Ghosts Next Door

Ghosts Next Door
by Lopaka Kapanui

Oct 20, 2018

100 Ghost Stories Counting Down To Halloween 2018 #11


It's a big thing to go somewhere and do something with your father or one of your older brothers no matter what the reason is. The best part about going to the event is the drive to and from, that's where you get to talk and have cool conversations.
With my oldest brother, it was always about girls and what to look out for.

"When you get your first one," he would begin, "get a condom but make the girl put it on you." I didn't even know what a condom was! From his description, I assumed it was a hat. With my father, it was always about being a man and working hard. He wanted me to start boxing and then do bodybuilding once I got older. As far as a job went, my father said I was on my own. One day my father wanted to take me to the Pali lookout and he decided that maybe it would be a good idea to take the scenic route via the Nu'uanu pali drive. Somewhere just past the hairpin turn my dad pulled his 1964 Dodge Dart over to the right side of the road. Up ahead of us was an old Hawaiian woman dressed in a full-length white mu'umu'u. The bottom hem of her dress skirted the ground but collected no dirt or stray leaves. Even with her back facing us I could see that she had a flower lei on her head and around her neck. My father sat there with his hands tightly clenched on the steering wheel and a look of dread on his face. He put his feet on the gas and slowly pulled back on to the road. We drove past the old Hawaiian woman and as I glanced out of my passenger's side window at her, I couldn't help but notice how tall she was. Her face was wrinkled but she didn't look old and aged. She looked me in the eye as we passed and she smiled slightly. Just then my father pulled over again and stopped the car and put it in gear. He told me to stay where I was as he got out. I turned around in my chair and saw him walk up to the woman. The two of them seemed to have a conversation; he looks at her and she finally looks up at him and smiles. She places the open palm of her hand on his cheek and she nods and shoes him off.

My father was crying when he came back to the car but I didn't ask him anything about what happened. We went to the Pali lookout after that but even then words were not exchanged between the two of us. Until the day he passed away, he never talked about what transpired between himself and the old Hawaiian woman. Not until I ran into my uncle Phillip in Hilo town where I saw him in the same line as myself, waiting to by Rainbow Bread.

My uncle Phillip said that when he and my father were little boys growing up in Wainaku, they were walking on a path to a nearby river in order to go swimming. On the way, they both came upon an old Hawaiian woman dressed in a white Mu'umu'u with a lei around her neck and on her head. As was the way of things back then, they offered her some of the sandwiches they'd made to take along with them. The old Hawaiian woman politely refused but told them to not be in so much of a rush to get to their favorite swimming spot. They thanked her and were on their way heeding the old woman's advice. Arriving a short time later they began to strip down to their particulars. As they prepared themselves to walk into the calm serene water, they suddenly heard a thundering sound coupled with the sound a crackling and creaking. Before they knew it, a massive wall of water appeared out of nowhere and completely inundated their swimming spot. It was a flash flood. They realized later that had they not stopped to offer their food to the old Hawaiian woman, they would have never received her caution to take their time.

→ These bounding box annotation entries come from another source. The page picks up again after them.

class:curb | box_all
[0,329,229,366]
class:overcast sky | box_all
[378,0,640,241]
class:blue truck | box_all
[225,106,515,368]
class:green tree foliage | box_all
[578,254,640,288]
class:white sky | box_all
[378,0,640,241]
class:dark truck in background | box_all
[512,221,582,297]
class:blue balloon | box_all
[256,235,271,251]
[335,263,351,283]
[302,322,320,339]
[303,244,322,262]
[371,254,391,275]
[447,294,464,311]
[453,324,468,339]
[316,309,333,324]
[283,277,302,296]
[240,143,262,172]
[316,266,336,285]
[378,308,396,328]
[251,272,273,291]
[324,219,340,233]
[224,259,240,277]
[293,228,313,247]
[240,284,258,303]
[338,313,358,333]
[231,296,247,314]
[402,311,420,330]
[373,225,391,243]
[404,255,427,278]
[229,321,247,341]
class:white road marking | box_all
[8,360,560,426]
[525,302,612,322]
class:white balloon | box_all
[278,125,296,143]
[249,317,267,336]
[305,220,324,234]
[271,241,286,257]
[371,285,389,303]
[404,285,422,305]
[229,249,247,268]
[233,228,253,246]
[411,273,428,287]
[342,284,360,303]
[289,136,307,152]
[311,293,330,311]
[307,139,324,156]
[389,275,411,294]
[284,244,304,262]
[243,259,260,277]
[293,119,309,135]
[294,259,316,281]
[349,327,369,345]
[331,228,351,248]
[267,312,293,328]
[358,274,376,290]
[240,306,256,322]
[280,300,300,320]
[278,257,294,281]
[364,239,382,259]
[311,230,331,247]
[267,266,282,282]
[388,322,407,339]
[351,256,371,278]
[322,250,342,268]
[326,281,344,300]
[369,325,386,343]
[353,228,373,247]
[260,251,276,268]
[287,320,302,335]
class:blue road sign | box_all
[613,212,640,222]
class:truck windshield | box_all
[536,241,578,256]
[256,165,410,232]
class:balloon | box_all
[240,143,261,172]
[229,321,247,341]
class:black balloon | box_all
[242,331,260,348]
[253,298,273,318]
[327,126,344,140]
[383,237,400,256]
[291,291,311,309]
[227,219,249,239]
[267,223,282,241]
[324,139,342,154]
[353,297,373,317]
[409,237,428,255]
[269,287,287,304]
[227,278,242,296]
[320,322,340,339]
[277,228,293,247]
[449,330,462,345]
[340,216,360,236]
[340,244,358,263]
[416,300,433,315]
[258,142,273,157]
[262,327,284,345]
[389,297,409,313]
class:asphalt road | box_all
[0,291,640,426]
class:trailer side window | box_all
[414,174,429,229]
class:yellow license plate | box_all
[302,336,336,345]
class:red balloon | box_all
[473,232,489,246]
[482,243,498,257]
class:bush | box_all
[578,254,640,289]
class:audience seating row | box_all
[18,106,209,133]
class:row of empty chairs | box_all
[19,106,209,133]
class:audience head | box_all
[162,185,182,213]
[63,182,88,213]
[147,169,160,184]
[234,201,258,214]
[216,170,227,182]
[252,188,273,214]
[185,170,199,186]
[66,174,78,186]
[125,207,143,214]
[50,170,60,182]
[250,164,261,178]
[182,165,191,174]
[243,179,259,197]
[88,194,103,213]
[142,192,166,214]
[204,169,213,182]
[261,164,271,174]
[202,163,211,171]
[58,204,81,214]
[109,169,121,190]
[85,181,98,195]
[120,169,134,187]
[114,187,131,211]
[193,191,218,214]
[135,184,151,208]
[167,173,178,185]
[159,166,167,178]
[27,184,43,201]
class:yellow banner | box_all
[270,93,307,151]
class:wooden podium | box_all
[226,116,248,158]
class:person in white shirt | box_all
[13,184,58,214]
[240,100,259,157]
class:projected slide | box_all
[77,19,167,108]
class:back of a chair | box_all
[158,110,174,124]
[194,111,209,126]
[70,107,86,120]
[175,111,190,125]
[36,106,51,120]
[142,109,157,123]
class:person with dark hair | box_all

They would have been swept away in the massive flood and been killed.

My uncle Phillip said that my father called him on the same day that we saw the old Hawaiian woman walking along the Nu'uanu Pali Drive.  "Your father wasn't afraid so much, he was more ashamed that he had nothing to offer the old woman and so he got out of the car to talk to her, to see if she remembered him. Indeed, she did and she even asked him where I was? He told her that he had you waiting in the car and he asked her that if anything, that she would take him and spare you? The old Hawaiian woman assured your father that he had nothing to worry about. The fact that he even bothered to stop and ask for forgiveness even though there was none to be had, was enough for her. She allowed him to go."

"Who was that woman?" I asked my uncle under my breath.

"Pele," uncle Phillip wore a deadly serious look on his face when he said that.  "It was Pele."